Fine, I guess I’ll move on to our main characters. Just . . . DM me, Agent O.
Molly (Tessa Thompson) has spent her whole life trying to find MIB headquarters, and let me tell you, seeing her walk through the doors with her I found you swagger is oh so satisfying. Chef kisses to Tessa Thompson, who gets to rock that dark suit for about 95 percent of the movie. She is exactly what I wanted to see in the 2002 sequel—a smart, finely dressed woman who blasts away space vermin and proves her worth to the entire organization. Then there’s Agent H, played by Chris Hemsworth, who must have a clause in his contract to have at least one total heartthrob moment in each movie he’s in. I ain’t even mad about it. Neither is the internet, which has dubbed him and Tessa a bisexual/pansexual dream come true. H may have more experience, but it’s clear he needs the newly recruited Agent M to rein him in. It’s not that he’s stupid, he’s just a bit full of himself after saving the world this one time at band camp—erm, Paris. To be fair, his arrogance isn’t his fault. The agency’s leader, High T (Liam Neeson), is constantly making excuses for H, coddling him as he swears up and down that he’s good at his job, he just . . . makes a mess . . . sometimes.

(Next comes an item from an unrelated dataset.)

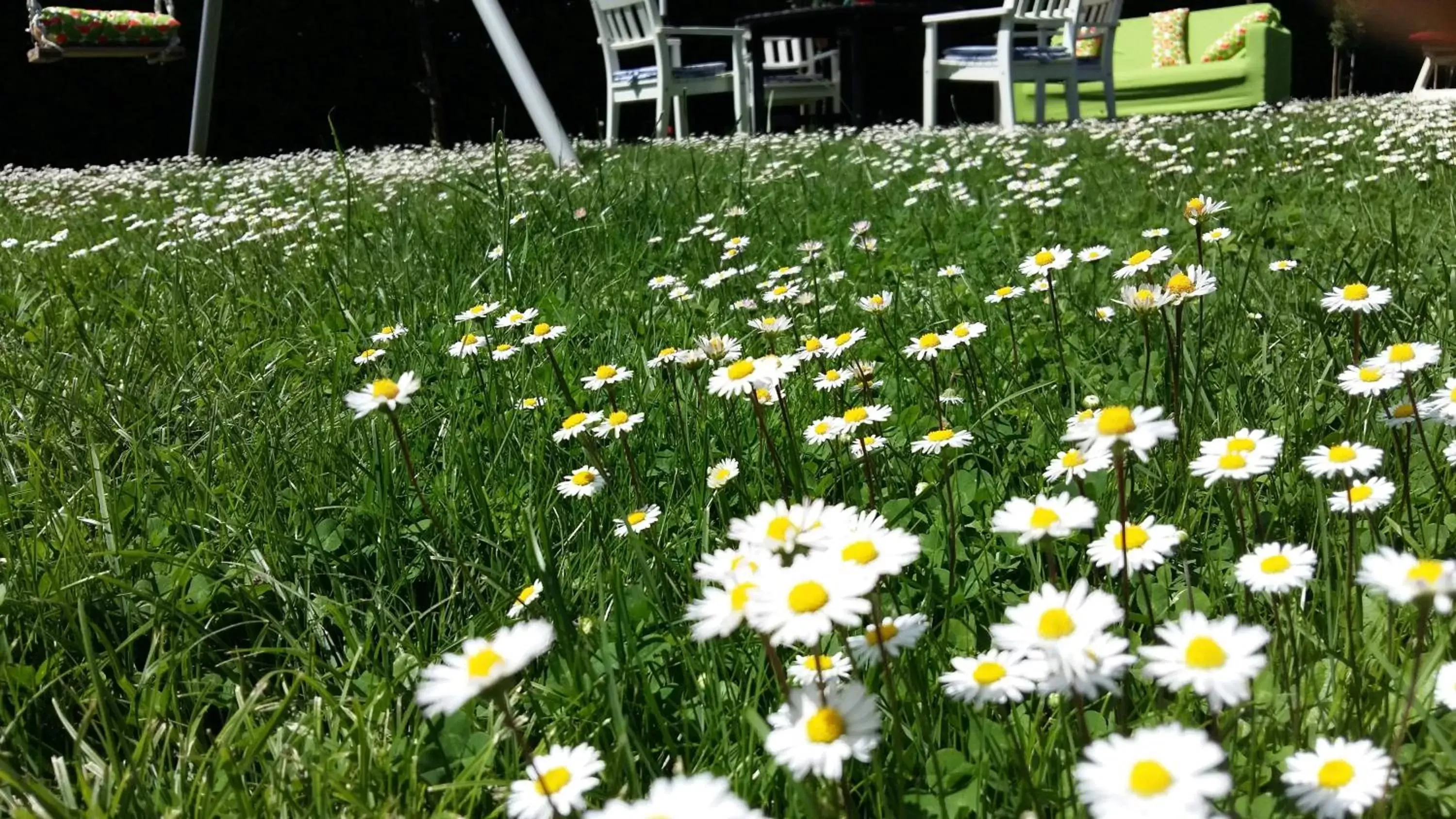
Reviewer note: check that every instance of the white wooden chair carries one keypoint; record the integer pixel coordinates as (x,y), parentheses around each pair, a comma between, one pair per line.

Much like they did in Thor: Ragnarok, Thompson and Hemsworth have amazing on-screen chemistry. You get the feeling that they are true #friendshipgoals and are thoroughly enjoying these cosmic adventures they keep going on. Simply put, these two make the movie—along with, I’m surprised to say, their nonhuman sidekick. A lot of movies like this feel the need to insert the quirky mascot that’ll most likely entertain the kids as they munch on popcorn. Their jokes tend to be harmless but can wear out their welcome, the puns becoming the equivalent of jingling your keys in front of a baby to get them to smile. But Pawny (voiced by Kumail Nanjiani) is actually equal parts funny and useful, making you appreciate the trio as a trio and not the two leads and that thing that’s grating on my nerves.

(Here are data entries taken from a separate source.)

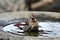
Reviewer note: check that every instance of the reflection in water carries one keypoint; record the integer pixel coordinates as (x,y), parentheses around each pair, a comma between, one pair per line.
(50,29)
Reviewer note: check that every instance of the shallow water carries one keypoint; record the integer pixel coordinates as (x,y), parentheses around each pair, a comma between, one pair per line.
(51,29)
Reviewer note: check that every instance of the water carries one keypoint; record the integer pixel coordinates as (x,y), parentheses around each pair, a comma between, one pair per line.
(51,29)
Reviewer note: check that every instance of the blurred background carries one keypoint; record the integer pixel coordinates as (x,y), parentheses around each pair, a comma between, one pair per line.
(29,5)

Despite all this, I have two issues with the movie, and unfortunately, they are things that could potentially kill it for other viewers. The plot itself is, well, a bit meh. It’s not bad, but it won’t knock your socks off, either. And the same can be said about the movie’s villains. The twin aliens pursuing our heroes are dope as hell, and the choreography of Les Twins is at times mesmerizing to watch. However, they don’t offer much beyond “Damn, those are some cool moves.” Basically, they’re like the Twins in the second Matrix movie—you’ll remember how cool they looked and their fluid movements, but you’d be hard-pressed to remember their names. (Which is fine, I guess, because neither movie’s set of twins gets actual names in the credits.)
This wouldn’t be a problem if Men in Black’s twins were just henchmen like The Matrix’s, but as it stands they’re the antagonists our heroes deal with the most. Sadly, this lack of personality is kind of a theme with the movie’s antagonists. Don’t get me wrong, they’re fun, but they aren’t particularly memorable. Riza (Rebecca Ferguson), for example, is built up as someone to be feared, but in the end she’s just . . . there.

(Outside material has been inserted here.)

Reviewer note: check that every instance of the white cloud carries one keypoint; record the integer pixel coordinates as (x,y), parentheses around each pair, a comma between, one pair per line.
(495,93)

Normally, this would kill a movie for me, as I need the story and the main conflict to be engaging. But honestly? Men in Black: International gave me exactly what I wanted: a chance to sit down, have some laughs, and stare at the visuals on the screen. The dynamic between Thompson and Hemsworth alone is worth the price of admission. Basically, I went into the movie the same way I did back in 1997—ready for a summer blockbuster with cool effects, an interesting world, and characters I adore. And if you go in with that mindset, you’ll have a good time too.